Их разговор имел все шансы заняться и исчезнуть, если бы не ближайшая картина на стене. Это была репродукция «Юстиции» Альфреда Джорджа Стивенса. Картина, написанная в подражании стилю мастеров эпохи Возрождения и в частности любимого автора Сергея, — Сандро Боттичелли.
Картина была прямо перед ними, и не уронить свой взгляд на неё было невозможно.
— Прерафаэлиты, — тихо сказал Дубин, практически просто для себя.<footnote><технически Стивенс не входил в эту группу деятелей искусства. Но он учил несколько ключевых художников и скульпторов этой группы и был идейным вдохновителем/footnote>
— Действительно, — сказал Серёжа, — динамика поз как у Микеланджело…
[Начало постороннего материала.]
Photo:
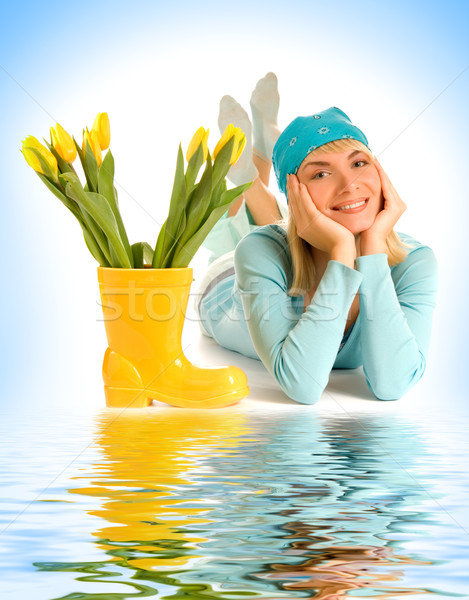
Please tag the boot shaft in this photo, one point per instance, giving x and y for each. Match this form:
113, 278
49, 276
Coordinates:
144, 309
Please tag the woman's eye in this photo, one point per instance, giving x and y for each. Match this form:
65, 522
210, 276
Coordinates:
320, 173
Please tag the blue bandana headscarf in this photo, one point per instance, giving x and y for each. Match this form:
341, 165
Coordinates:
305, 134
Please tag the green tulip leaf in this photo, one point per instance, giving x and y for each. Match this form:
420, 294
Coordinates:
98, 207
142, 254
198, 204
157, 256
70, 204
177, 243
176, 206
186, 253
94, 248
106, 188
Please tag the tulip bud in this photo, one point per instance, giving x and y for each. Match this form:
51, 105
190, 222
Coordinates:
200, 137
63, 143
92, 139
238, 146
31, 148
103, 130
227, 135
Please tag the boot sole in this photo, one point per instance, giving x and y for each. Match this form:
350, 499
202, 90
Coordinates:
135, 398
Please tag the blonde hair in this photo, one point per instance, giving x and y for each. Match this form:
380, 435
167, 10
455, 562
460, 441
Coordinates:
304, 268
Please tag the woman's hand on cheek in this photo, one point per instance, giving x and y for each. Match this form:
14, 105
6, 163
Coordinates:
311, 224
373, 239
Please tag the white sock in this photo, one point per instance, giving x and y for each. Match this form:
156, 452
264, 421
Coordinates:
232, 112
265, 102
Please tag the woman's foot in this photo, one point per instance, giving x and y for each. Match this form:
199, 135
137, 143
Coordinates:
265, 101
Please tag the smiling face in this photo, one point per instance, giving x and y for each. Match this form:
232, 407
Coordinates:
342, 179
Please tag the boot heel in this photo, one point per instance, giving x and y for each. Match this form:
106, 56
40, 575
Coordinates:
126, 398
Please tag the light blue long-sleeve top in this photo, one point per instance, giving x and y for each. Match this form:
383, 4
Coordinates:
251, 312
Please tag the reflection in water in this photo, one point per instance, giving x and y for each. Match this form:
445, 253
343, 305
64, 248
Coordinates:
223, 505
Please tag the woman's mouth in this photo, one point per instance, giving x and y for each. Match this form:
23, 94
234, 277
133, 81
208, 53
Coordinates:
353, 207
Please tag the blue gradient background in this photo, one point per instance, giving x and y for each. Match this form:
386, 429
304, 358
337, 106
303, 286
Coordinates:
159, 70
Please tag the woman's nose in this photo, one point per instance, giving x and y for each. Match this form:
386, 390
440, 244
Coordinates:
349, 182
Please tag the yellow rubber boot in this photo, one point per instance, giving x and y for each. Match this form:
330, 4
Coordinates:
144, 312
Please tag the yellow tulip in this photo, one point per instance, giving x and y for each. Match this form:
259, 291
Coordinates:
103, 130
227, 135
92, 139
200, 137
31, 143
63, 143
238, 147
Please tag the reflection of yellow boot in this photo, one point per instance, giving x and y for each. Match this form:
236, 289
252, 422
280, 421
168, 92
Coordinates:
144, 311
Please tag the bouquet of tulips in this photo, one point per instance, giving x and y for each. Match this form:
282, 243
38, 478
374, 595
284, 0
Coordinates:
195, 206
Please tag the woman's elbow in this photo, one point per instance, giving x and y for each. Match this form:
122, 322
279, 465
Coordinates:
388, 386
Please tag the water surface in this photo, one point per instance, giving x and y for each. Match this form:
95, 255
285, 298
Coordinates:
168, 503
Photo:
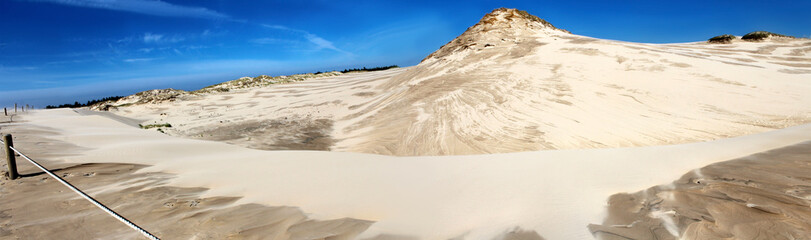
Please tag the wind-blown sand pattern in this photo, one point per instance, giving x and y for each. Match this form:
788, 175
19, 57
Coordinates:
763, 196
512, 83
514, 130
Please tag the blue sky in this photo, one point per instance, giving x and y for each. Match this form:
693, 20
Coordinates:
60, 51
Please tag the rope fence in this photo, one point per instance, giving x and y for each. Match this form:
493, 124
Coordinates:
9, 146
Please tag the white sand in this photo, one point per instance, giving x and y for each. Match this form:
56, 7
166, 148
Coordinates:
515, 91
557, 193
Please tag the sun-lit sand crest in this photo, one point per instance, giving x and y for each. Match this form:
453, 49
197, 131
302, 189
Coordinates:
515, 126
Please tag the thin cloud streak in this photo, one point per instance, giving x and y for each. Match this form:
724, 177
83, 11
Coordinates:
319, 42
148, 7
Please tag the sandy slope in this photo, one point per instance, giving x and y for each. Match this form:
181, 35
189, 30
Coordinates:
511, 83
555, 193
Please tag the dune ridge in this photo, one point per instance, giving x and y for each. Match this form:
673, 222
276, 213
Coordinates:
514, 83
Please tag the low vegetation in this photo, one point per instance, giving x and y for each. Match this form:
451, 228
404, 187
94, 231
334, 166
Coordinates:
726, 38
761, 35
364, 69
155, 125
88, 103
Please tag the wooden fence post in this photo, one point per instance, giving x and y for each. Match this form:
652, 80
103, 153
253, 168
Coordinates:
10, 156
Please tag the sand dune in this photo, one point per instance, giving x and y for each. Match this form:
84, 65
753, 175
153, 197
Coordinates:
451, 148
515, 83
763, 196
553, 193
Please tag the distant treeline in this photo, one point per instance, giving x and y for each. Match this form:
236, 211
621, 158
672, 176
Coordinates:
369, 69
88, 103
365, 69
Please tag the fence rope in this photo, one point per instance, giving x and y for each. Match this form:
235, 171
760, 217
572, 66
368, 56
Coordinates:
93, 201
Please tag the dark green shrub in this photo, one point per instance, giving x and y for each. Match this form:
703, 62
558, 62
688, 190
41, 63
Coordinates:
726, 38
760, 35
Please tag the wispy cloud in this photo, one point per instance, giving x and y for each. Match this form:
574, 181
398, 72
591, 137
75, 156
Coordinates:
148, 7
159, 38
319, 42
132, 60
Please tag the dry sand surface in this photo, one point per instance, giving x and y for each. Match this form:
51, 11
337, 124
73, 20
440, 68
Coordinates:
512, 84
763, 196
555, 194
450, 148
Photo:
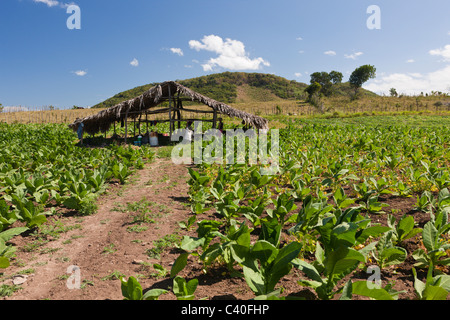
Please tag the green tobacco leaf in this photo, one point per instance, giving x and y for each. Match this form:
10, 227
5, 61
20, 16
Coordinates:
4, 262
362, 289
153, 294
429, 235
191, 243
131, 289
393, 256
179, 264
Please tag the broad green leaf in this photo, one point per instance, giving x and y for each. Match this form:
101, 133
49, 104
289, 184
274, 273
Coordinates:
429, 235
254, 280
179, 264
131, 289
434, 293
191, 243
393, 256
4, 262
264, 251
153, 294
361, 288
308, 269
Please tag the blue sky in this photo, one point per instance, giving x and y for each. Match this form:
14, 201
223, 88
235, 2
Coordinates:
124, 44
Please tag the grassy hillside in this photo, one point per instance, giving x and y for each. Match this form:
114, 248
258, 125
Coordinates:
228, 87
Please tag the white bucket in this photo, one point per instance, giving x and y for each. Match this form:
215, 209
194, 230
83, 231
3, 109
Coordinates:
153, 141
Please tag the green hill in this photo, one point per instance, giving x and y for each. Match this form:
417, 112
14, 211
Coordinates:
227, 87
235, 87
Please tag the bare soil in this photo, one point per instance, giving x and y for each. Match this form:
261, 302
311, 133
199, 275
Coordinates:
103, 246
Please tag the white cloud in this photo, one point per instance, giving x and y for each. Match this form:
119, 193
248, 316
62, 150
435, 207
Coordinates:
354, 55
414, 83
177, 51
50, 3
443, 52
330, 53
80, 73
54, 3
231, 54
134, 62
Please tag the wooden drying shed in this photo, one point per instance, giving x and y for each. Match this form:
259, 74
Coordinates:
145, 104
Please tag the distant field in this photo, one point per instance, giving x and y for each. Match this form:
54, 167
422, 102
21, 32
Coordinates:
333, 107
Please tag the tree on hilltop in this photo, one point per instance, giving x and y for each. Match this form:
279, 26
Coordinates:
361, 75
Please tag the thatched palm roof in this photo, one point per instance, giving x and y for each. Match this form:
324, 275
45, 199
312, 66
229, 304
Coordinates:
103, 120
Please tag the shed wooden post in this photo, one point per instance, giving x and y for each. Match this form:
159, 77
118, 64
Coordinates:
170, 111
215, 119
126, 126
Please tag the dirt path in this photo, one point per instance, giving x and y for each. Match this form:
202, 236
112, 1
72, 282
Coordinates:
106, 243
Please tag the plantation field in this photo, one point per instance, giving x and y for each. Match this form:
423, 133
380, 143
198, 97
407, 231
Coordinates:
355, 200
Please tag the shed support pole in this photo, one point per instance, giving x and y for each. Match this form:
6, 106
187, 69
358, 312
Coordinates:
126, 126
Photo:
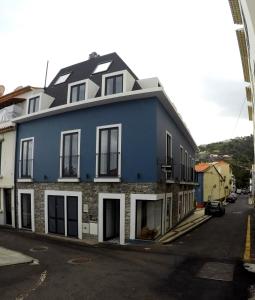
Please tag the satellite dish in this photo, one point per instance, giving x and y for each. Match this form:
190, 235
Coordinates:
2, 89
18, 88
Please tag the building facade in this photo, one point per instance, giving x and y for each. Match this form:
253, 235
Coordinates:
243, 13
111, 159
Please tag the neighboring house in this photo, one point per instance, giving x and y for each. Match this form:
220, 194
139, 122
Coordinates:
214, 182
243, 13
20, 102
92, 165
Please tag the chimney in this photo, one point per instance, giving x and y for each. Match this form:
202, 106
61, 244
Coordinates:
93, 55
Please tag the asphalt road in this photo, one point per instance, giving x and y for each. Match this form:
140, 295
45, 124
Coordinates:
204, 264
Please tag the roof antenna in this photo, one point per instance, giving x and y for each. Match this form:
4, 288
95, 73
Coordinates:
46, 73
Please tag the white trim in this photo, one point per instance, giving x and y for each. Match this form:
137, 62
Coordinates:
24, 180
64, 194
124, 83
31, 192
98, 128
122, 97
40, 102
101, 197
63, 179
68, 179
20, 156
133, 198
169, 195
107, 179
70, 85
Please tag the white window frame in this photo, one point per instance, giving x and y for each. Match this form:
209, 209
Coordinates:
186, 162
20, 179
31, 192
168, 195
40, 103
70, 85
180, 204
65, 194
101, 197
66, 179
146, 197
62, 78
108, 179
124, 83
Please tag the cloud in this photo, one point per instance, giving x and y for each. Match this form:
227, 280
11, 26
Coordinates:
228, 95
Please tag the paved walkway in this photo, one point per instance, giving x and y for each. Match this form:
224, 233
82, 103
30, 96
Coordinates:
10, 257
194, 220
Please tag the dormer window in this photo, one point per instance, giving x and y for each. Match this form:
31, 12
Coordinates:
114, 85
62, 78
77, 92
33, 104
102, 67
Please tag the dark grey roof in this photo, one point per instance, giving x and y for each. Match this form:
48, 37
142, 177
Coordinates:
84, 70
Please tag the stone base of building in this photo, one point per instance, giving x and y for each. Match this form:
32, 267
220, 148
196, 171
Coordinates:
103, 211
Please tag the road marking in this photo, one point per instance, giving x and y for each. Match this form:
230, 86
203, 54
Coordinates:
36, 286
247, 251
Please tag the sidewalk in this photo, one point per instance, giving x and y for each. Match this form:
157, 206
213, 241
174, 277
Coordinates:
196, 219
10, 257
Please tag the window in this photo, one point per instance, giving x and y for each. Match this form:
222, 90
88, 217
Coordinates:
169, 160
102, 67
62, 78
1, 146
33, 104
70, 154
77, 92
182, 167
114, 85
26, 158
108, 152
108, 162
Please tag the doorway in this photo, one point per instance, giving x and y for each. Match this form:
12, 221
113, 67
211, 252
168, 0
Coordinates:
111, 219
8, 206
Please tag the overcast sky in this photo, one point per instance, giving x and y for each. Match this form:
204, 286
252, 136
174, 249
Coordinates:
190, 46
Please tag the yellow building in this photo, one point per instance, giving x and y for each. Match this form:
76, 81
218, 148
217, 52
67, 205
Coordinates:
214, 181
— Так или иначе, лучшие мастера были в эпохе Возрождения. И в подражании им нет ничего зазорного, — ответил Дима, — мы все у кого-то учились и кому-то подражали.
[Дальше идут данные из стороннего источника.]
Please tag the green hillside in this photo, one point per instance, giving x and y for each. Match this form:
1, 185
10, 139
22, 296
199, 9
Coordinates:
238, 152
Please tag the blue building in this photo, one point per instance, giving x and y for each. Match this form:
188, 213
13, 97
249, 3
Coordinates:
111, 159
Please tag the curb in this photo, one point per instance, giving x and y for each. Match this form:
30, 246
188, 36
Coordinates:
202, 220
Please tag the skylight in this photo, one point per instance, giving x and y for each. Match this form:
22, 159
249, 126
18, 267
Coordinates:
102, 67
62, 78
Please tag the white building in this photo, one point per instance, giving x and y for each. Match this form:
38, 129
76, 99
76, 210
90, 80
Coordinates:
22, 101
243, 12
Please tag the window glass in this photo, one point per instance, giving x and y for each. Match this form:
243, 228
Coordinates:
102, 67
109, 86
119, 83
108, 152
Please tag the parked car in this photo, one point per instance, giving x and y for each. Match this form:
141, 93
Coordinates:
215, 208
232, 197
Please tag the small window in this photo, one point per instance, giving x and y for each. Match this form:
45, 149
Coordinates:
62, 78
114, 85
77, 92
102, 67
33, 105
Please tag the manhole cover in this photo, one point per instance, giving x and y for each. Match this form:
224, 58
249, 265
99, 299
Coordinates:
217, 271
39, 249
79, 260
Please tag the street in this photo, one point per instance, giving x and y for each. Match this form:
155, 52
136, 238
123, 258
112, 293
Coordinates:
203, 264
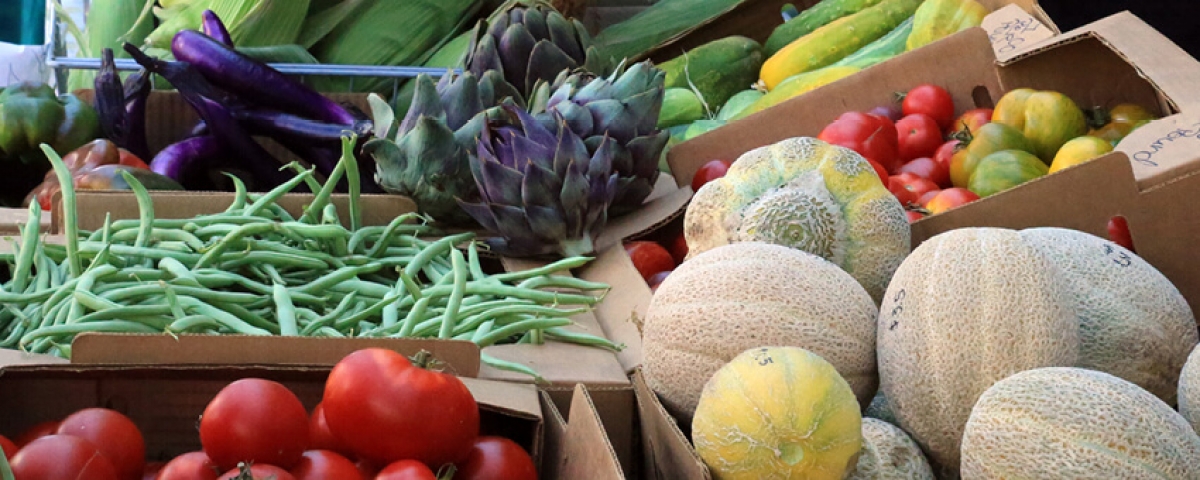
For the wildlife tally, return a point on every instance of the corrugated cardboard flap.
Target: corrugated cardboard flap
(1158, 60)
(460, 358)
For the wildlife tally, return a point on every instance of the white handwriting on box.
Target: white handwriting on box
(1013, 29)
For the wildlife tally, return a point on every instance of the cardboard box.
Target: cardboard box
(1135, 63)
(759, 18)
(163, 384)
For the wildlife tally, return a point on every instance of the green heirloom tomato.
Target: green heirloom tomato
(1005, 169)
(1047, 118)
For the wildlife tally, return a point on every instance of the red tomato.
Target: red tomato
(971, 120)
(407, 469)
(891, 112)
(709, 172)
(258, 472)
(113, 433)
(319, 437)
(918, 136)
(678, 247)
(649, 258)
(929, 196)
(949, 198)
(929, 169)
(1119, 233)
(871, 136)
(909, 187)
(191, 466)
(933, 101)
(324, 465)
(384, 408)
(657, 279)
(151, 471)
(9, 447)
(880, 171)
(945, 154)
(35, 432)
(61, 457)
(497, 459)
(255, 420)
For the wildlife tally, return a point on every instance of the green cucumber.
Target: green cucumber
(813, 18)
(887, 47)
(718, 69)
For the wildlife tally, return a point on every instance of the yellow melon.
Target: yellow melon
(1133, 322)
(744, 295)
(1189, 390)
(889, 454)
(811, 196)
(967, 309)
(778, 413)
(1077, 424)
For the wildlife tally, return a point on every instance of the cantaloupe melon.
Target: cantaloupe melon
(889, 454)
(744, 295)
(967, 309)
(1189, 390)
(811, 196)
(1077, 424)
(778, 413)
(1133, 322)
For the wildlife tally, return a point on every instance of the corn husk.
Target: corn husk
(391, 34)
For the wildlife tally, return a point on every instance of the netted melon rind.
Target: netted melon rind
(1133, 322)
(869, 234)
(889, 454)
(1073, 423)
(967, 309)
(744, 295)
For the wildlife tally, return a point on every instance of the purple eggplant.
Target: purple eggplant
(189, 157)
(109, 100)
(213, 27)
(255, 81)
(137, 94)
(292, 127)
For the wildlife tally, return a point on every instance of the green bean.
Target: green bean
(553, 268)
(186, 323)
(460, 288)
(520, 327)
(269, 198)
(511, 366)
(222, 317)
(28, 246)
(239, 196)
(286, 312)
(69, 209)
(328, 319)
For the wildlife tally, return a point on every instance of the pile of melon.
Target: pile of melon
(1042, 353)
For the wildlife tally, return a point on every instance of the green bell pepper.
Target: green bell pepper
(31, 114)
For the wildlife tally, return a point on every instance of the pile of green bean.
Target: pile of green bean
(256, 269)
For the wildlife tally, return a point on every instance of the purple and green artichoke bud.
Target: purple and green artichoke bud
(529, 41)
(425, 156)
(543, 192)
(623, 107)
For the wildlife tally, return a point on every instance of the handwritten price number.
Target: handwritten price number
(1120, 258)
(897, 310)
(763, 358)
(1009, 34)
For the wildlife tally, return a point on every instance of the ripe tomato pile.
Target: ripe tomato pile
(911, 147)
(381, 418)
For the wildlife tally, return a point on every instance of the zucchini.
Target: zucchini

Птица растянулся в улыбке. На него часто нападали по поводу того, что интерфейс《Вместе》 похож на соц.сети-предшественники. Пару раз его даже пытались обвинить в плагиате.
— Верно, — ответил Птица, — не думал, что когда-нибудь буду обсуждать Прерафаэлитов с полицейским…
— Работа лишь одна из сторон жизни, — нашёлся Дима, — от программистов ведь тоже не ожидают тонкой художественной натуры. А ведь многие люди многогранные.
— Очень разумные слова, — ответил Сергей. И, открыв приложение 《Вместе》, ввёл в поисковик имя нового знакомого. Пройдя по ссылке, он добавил его в друзья. Телефон Димы пискнул уведомлением.
Дубин удивился, но виду не подал и добавил Сергея в ответ.
— В Питере много художественных событий, на которые было бы приятно сходить с творческим единомышленником, — улыбнулся Сергей.
— Да, — улыбнулся Дима, — наслаждаться видом в компании всегда приятнее.
Заседание суда больше напоминало цирковое представление.
И главным клоуном в нём был Кирилл Гречкин.
Парень откровенно издевался над процессом и людьми, участвующими в нём. Он мог громко прикладывать свой напиток, переговариваться с адвокатом во время опроса свидетелей. Но самое отвратительное для Игоря Грома — эта мразь сидела не в клетке, а на открытой скамье подсудимых.
Как будто он никого не убил. Как будто бы слушание идёт по административному, а не уголовному делу…
А ещё судья откровенно игнорировал сторону обвинения. Секретарь фиксировал улики, документы, вызов свидетелей, но судья никак не комментировал ничего из этого. И вопросов ни одной из сторон не задавал.
Бенгальский действительно принял деньги Гречкиных. И он в самом деле смягчит его наказание до упора. Ведь выпустить его в зале суда невозможно. Люди всё-таки взбунтуются…
Игорь ошибался. Решением суда Кирилл Гречкин был оправдан и освобождён.
Кулаки Игоря Грома самопроизвольно сжались.